After last winter’s deep freeze, many in the game are surely wondering when the action will truly get underway this time around. We’re still awaiting a monster free agent pact, but the first blockbuster trade is now in the books. For the Mariners, sending James Paxton out for a package featuring two near-MLB pitchers was designed to open a new contention window in one or two years, GM Jerry Dipoto acknowledged today in an interview on 710 ESPN. (H/t TJ Cotterill of the Tacoma News Tribune, via Twitter.) That largely fits the prior indications that Dipoto has given, perhaps helping set the stage for the club’s remaining offseason work. Certainly, there could be quite a few more deals for the ever-active Dipoto to explore with that goal in mind. As we recently covered in breaking down the club’s offseason situation, the M’s have several other assets that could make sense as trade chips.
Now that the ice has been broken, here’s the latest trade chatter from around the game:
- In an interesting side note following tonight’s major swap, Jon Morosi of MLB Network tweets that the Yankees also sought to discuss Jean Segura in their talks with the Mariners. Segura has now established himself as a quality regular at short and is playing on a reasonably priced contract extension. He’d obviously help the Yanks fill in for the injured Didi Gregorius — which would presumably all but take the club out of the running for free agent star Manny Machado. Obviously, the Segura side of the talks did not progress. Whether the possibility of a deal could be revisited is not clear, but it wouldn’t be terribly surprising to see the clubs circle back.
- While the Astros had interest in Paxton, they weren’t willing to budge on including top pitching prospect Forrest Whitley to get a deal done, Morosi adds on Twitter. It’s rather unsurprising to hear that the Houston organization drew a hard line there, as the 21-year-old has one of the loftiest ceilings of any pre-MLB hurler in baseball and perhaps isn’t far from cracking the majors. Presumably the ’Stros had a different package on offer that was simply deemed inferior to the one that got the deal done. Houston GM Jeff Luhnow will no doubt move on to a series of other potential targets, as rotation improvement remains a clear need.
- Trade talks involving Diamondbacks first baseman Paul Goldschmidt, meanwhile have seemingly yet to get going in earnest. To this point, Ken Rosenthal of The Athletic tweets, the Astros and Cardinals “have had the most meaningful discussions” of any organizations in baseball. But that’s just relative to their peers, not an indication that either club is particularly likely (let alone close) to striking a deal for one of the game’s best and steadiest offensive performers. Of course, it’s also still entirely unclear just what the D-Backs will look to do with such a key player. An extension still does not appear to be out of the question, though there have been no hints that one is in the works. Even in a trade scenario, the team will have to decide whether to try to use Goldschmidt as a vehicle to shed salary (by attaching another contract) or recoup talent.

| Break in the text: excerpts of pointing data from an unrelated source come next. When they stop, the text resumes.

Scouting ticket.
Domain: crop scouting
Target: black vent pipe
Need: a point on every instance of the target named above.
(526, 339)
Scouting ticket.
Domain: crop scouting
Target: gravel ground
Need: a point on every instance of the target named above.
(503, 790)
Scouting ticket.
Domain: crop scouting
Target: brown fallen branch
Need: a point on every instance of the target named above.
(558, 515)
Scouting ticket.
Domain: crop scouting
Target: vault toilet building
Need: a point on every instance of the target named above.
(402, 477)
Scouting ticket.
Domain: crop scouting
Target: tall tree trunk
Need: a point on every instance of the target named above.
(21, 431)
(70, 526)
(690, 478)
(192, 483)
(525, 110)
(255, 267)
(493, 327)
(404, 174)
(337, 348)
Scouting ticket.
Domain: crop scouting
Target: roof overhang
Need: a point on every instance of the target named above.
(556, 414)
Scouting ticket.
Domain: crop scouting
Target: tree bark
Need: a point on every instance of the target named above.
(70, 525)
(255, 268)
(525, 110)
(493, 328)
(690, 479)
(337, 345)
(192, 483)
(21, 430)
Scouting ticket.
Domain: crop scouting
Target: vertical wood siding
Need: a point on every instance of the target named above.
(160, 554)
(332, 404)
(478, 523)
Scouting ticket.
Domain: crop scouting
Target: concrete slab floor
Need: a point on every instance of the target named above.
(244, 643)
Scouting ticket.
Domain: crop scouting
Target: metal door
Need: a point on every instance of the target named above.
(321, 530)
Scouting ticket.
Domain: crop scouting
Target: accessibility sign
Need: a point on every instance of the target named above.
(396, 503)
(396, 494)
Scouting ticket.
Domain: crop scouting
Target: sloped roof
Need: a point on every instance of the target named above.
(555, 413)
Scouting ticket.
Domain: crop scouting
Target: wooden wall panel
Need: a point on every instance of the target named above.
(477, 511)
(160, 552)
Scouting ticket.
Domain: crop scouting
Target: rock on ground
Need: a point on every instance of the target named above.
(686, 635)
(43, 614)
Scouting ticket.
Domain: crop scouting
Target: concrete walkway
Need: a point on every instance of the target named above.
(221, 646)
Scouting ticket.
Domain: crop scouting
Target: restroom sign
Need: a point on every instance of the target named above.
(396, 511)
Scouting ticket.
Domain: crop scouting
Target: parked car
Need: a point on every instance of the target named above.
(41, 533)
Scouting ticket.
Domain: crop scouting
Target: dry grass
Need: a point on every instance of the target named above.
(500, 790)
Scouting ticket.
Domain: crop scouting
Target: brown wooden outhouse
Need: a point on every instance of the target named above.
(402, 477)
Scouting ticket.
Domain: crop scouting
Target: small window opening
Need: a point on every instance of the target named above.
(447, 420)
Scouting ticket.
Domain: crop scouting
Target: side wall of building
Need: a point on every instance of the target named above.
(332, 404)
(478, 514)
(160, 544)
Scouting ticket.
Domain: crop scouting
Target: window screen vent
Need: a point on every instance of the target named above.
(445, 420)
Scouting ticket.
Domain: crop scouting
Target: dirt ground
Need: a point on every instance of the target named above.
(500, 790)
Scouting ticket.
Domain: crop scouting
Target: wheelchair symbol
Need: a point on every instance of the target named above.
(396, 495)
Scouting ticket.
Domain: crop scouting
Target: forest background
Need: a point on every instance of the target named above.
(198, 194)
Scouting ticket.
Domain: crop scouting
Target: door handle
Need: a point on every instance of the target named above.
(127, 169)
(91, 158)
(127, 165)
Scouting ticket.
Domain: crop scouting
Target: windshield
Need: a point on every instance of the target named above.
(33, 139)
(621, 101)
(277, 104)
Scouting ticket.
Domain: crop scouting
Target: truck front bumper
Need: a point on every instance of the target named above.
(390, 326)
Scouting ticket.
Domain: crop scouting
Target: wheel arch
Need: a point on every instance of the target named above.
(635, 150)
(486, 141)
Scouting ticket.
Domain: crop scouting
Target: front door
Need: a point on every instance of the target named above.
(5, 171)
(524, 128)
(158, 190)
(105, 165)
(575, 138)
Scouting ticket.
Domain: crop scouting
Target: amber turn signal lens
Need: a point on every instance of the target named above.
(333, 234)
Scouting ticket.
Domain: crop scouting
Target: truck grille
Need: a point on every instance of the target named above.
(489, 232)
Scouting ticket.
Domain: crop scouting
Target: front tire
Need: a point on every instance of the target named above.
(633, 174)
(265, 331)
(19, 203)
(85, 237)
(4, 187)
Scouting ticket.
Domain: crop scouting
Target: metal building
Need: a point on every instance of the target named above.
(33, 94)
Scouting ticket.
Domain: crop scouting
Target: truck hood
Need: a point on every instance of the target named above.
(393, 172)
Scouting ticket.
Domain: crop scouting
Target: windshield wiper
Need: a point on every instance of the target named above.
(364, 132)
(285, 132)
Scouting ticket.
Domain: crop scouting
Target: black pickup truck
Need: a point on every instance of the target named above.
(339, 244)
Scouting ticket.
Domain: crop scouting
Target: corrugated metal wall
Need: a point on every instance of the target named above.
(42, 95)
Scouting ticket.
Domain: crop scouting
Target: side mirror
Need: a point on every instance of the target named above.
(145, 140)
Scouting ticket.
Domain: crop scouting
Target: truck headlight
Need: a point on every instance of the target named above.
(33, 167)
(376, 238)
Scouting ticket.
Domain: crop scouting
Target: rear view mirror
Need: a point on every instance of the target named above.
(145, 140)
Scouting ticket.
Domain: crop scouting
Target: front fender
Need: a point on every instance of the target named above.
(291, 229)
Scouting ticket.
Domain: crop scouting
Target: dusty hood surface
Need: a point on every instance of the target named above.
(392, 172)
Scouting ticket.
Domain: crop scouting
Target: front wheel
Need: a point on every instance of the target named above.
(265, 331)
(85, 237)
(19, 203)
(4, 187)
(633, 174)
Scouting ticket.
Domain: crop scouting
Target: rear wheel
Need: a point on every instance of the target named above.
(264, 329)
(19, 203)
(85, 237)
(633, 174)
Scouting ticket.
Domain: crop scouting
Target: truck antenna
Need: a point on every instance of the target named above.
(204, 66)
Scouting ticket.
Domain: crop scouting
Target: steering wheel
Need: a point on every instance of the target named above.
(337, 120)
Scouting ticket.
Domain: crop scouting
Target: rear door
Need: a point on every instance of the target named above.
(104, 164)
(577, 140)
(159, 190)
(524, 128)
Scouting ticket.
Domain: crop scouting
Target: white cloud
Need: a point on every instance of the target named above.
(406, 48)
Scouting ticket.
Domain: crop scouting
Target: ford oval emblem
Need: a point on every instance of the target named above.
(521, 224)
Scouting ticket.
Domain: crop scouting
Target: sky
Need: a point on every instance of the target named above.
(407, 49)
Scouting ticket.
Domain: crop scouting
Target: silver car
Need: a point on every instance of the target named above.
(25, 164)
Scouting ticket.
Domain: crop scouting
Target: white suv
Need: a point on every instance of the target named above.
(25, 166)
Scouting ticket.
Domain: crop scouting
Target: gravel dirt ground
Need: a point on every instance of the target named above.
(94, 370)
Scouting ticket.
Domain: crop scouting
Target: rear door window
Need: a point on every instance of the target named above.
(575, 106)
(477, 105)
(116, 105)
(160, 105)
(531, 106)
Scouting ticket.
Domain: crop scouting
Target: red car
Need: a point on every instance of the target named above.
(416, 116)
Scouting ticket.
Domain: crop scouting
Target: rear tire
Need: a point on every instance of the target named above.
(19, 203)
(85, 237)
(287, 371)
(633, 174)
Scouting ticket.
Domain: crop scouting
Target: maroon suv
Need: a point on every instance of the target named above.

- As they seek to make some tweaks to an increasingly expensive roster, the Indians are receiving “significant trade interest” in backstop Yan Gomes, Rosenthal tweets. It’ll be interesting to see how the market ends up valuing Gomes, who’s due $7MM in 2019 and then another $2MM in buyouts on successive options (if they aren’t exercised). That seemed a bargain when he was turning in big offensive numbers back in 2013 and 2014, but his multi-year lull left the contract seemingly turned the back end of the contract sour. Now, though, the 31-year-old is coming off of his best showing with the bat in years. In 2018, he slashed .266/.313/.449 and swatted 16 home runs in 435 plate appearances. That said, it’s far from clear whether the bump in productivity was the result of a sustainable improvement. Gomes walked at an anemic 4.8% clip and rode a .336 batting average on balls in play — though he did produce a greater hard-hit rate (38.7%) and average exit velocity (88.9%) than he ever had previously. He also set new personal high-water marks in launch angle and line-drive rate, accomplishing the latter by significantly paring down on the number of balls he put on the ground. Given his strong reputation as a defender, Gomes would seem to be quite an appealing target as a league-average hitter, so teams that find cause to believe in the bat will surely have interest.